E L James criou para tal uma tríade encantadora. Ana se refere continuamente a uma Deusa Interior e ao seu próprio Inconsciente. Seguindo o ritmo da trama, esses dois alteregos comentam o cotidiano de Ana de uma maneira deliciosa e surpreendente.
Gostei, em termos de ritmo e evolução, da maneira com que E L James trata psicologicamente o drama íntimo de Christian e de como Anastasia vai vencendo item a item suas resistências.
Se há um senão, acho que Cinquenta Tons peca um pouco talvez pela rapidez com que as eventuais crises são resolvidas. Água com açúcar, com pitadas de pimenta malagueta (rs rs).
Acho que E L James exagerou na quantidade de pimenta, quero dizer, de cenas de sexo. Já que o fez, poderia ter se aprofundado mais nas variantes sádicas, mas talvez tenha receado chocar mais do que já fez ao apresentar ao mundo um romance erótico, que alguns classificarão de pornográfico. Tendo optado por se conter, eu reduziria a quantidade de cenas, para não se tornar maçante.
Um recurso de narrativa que achei interessante, apesar de aumentar sobremaneira o número de páginas da trilogia, é apresentar inúmeras conversas via e-mail. Temos de nos manter atentos a todos os campos, desde remetente, horários e fuso, assunto e até assinatura, pois que são usados para exprimir emoções e criar tensão.
Outro recurso editorial que eu, pessoalmente, não conhecia é apresentar integralmente o 1º capítulo do volume seguinte após o término de cada livro.Você o lê e... se está gostando da estória, não vai querer perder a continuação por nada! Obviamente não ao final do 3º livro, que no entanto apresenta também duas novidades após o desfecho.
Primeiro, volta no tempo e relata um momento da vida de Christian Grey menino, que é parte fundamental da estória mas que não cabe no fluir da trama. É uma espécie de flash back, mas de uma cena não incluída na estória. Um complemento, lembra-me dos extras em DVDs.

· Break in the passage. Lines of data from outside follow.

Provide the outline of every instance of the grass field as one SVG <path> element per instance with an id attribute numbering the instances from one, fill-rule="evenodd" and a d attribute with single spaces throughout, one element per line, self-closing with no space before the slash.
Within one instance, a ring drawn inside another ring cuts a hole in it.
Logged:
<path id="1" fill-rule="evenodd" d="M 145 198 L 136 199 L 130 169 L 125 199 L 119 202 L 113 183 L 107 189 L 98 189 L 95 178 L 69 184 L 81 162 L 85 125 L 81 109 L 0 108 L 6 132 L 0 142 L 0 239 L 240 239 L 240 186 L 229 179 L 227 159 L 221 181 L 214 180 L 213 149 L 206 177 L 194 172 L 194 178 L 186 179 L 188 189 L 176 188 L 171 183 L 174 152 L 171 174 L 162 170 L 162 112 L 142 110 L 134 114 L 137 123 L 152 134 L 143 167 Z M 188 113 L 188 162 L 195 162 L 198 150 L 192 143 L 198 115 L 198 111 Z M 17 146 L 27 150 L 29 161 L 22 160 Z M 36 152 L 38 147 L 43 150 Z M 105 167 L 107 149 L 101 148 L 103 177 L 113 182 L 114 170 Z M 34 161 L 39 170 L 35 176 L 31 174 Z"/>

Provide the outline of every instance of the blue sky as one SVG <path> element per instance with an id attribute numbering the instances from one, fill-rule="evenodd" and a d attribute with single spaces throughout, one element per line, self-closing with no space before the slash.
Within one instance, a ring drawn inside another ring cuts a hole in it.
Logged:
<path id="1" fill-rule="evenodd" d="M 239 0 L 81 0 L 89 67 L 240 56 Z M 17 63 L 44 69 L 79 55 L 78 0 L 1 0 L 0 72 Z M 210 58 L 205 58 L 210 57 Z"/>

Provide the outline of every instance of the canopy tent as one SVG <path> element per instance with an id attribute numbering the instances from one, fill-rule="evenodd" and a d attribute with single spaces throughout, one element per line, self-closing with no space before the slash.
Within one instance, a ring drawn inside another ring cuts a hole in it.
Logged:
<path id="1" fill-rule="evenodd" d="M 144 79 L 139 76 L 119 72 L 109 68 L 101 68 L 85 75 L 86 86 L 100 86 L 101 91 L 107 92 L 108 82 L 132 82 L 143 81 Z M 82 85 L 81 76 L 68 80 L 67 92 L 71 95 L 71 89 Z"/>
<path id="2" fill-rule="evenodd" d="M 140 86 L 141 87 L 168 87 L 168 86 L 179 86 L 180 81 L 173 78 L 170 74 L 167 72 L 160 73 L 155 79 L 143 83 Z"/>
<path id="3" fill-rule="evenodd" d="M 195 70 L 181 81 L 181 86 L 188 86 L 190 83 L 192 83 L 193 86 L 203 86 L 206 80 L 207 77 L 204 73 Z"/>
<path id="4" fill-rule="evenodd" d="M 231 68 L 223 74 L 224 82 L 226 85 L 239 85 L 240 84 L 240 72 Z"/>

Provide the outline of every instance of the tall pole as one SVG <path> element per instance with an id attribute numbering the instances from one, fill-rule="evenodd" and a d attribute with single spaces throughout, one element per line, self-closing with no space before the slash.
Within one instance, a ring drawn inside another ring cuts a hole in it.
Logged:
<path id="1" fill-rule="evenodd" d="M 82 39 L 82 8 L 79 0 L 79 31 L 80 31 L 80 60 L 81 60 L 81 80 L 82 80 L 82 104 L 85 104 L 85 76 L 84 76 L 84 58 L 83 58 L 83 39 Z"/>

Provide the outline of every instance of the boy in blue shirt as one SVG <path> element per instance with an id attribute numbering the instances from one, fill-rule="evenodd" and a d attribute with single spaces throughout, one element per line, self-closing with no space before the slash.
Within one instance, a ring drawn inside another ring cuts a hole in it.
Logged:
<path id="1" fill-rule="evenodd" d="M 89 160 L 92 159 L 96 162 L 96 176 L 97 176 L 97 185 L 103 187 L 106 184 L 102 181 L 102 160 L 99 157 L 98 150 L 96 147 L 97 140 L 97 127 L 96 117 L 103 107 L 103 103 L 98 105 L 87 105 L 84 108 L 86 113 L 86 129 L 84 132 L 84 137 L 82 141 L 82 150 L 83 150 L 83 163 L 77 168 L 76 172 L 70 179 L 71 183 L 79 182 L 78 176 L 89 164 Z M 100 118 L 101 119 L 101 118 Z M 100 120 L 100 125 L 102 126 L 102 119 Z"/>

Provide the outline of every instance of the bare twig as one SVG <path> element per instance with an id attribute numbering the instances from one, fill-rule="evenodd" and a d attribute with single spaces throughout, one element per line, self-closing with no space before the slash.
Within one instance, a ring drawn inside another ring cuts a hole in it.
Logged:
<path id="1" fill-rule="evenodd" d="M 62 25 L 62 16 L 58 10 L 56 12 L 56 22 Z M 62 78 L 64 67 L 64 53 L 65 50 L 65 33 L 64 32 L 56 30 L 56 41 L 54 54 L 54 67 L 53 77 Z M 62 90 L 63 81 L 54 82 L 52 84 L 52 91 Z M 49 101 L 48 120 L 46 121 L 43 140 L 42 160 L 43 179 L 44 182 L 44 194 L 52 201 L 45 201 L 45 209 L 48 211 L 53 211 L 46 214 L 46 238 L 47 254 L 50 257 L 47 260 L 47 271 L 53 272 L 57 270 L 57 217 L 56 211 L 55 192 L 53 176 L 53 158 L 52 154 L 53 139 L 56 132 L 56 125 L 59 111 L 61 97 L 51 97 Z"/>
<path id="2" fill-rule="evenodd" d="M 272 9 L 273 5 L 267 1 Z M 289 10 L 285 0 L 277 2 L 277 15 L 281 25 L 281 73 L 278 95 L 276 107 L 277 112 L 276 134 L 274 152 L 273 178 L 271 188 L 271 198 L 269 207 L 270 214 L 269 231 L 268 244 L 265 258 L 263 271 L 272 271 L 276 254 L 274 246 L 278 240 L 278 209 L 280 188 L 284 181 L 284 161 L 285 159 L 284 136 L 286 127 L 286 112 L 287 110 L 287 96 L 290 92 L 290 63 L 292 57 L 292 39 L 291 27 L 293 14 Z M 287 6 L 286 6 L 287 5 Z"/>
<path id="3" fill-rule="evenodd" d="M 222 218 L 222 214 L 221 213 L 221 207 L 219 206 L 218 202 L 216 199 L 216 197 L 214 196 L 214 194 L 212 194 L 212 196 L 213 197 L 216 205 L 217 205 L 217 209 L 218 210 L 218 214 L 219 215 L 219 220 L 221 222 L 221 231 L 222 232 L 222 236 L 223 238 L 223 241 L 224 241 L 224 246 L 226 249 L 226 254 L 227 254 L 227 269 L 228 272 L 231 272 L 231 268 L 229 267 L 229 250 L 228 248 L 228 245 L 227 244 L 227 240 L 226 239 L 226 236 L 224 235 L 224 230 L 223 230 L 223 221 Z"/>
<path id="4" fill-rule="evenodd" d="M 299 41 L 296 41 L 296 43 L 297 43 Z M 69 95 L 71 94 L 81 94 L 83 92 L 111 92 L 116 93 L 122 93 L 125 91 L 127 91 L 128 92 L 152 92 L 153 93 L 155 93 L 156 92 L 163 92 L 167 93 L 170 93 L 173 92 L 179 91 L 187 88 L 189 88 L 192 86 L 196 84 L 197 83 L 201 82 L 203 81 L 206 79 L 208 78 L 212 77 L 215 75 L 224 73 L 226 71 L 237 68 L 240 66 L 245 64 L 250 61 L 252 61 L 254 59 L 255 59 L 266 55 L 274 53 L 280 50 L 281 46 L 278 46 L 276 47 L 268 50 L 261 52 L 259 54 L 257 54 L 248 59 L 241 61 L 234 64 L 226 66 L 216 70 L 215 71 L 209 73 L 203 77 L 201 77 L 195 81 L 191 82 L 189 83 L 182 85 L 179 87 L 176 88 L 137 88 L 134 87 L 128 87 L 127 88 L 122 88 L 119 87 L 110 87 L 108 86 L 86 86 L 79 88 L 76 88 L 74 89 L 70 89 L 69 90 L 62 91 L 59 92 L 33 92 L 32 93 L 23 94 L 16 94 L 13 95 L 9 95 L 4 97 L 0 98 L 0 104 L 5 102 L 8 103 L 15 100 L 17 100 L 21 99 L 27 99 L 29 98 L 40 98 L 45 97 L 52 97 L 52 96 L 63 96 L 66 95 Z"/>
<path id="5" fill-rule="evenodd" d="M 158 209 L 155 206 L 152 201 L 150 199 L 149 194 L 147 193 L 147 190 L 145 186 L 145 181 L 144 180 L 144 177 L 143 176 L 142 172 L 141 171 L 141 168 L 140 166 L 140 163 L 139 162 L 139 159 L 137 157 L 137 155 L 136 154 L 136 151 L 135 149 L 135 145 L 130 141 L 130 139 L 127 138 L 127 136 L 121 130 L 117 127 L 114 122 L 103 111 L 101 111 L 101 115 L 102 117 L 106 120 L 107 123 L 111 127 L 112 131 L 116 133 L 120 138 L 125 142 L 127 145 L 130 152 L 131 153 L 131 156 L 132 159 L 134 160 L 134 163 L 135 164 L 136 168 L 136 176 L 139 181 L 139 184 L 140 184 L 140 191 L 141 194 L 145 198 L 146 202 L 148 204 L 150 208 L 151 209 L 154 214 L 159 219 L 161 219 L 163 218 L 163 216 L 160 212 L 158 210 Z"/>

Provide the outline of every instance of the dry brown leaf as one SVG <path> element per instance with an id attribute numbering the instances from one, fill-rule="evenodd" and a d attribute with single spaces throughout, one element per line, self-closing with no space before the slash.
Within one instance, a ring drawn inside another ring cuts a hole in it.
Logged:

Depois há a releitura de um dos capítulos iniciais. Como informei, toda a estória é escrita do ponto de vista de Anastasia Steele, contudo esse flash back nos dá uma nova versão do momento em que o destino põe os dois personagens principais frente a frente pela primeira vez. A mesma cena é recontada através do prisma de Christian Grey, o então arrogante, sádico e dominador empresário.
Em resumo, contrariando o preconceito inicial, gostei dos Cinquenta Tons, sejam de Cinza, mais Escuros ou de Liberdade. Fora o fato de ser uma trilogia com final feliz, o que muito me agrada seja em livros ou filmes, eu gosto de heroínas em romances, mais que de heróis. Quem me acompanha em textos e relatos diversos sabe de minha preferência por mulheres em tudo.
Anastasia Steele combina com essa minha faceta.
A série Cinquenta Tons abre um imenso filão literário. Tratado com inteligência, dosando a apresentação de cenas explícitas de sexo com a suavidade que as mulheres apreciam, creio que muitas outras obras se seguirão com sucesso similar.
Sexo é a mola que move o mundo. É por onde as sociedades e religiões tentam nos dominar e cercear, tornando tudo tabu e proibição desde tempos imemoriais. Saúdo portanto E L James por nos dar a chance de respirar um pouco de liberdade e de ter esperança de viver um futuro mais solto e libertino, alegre e sincero.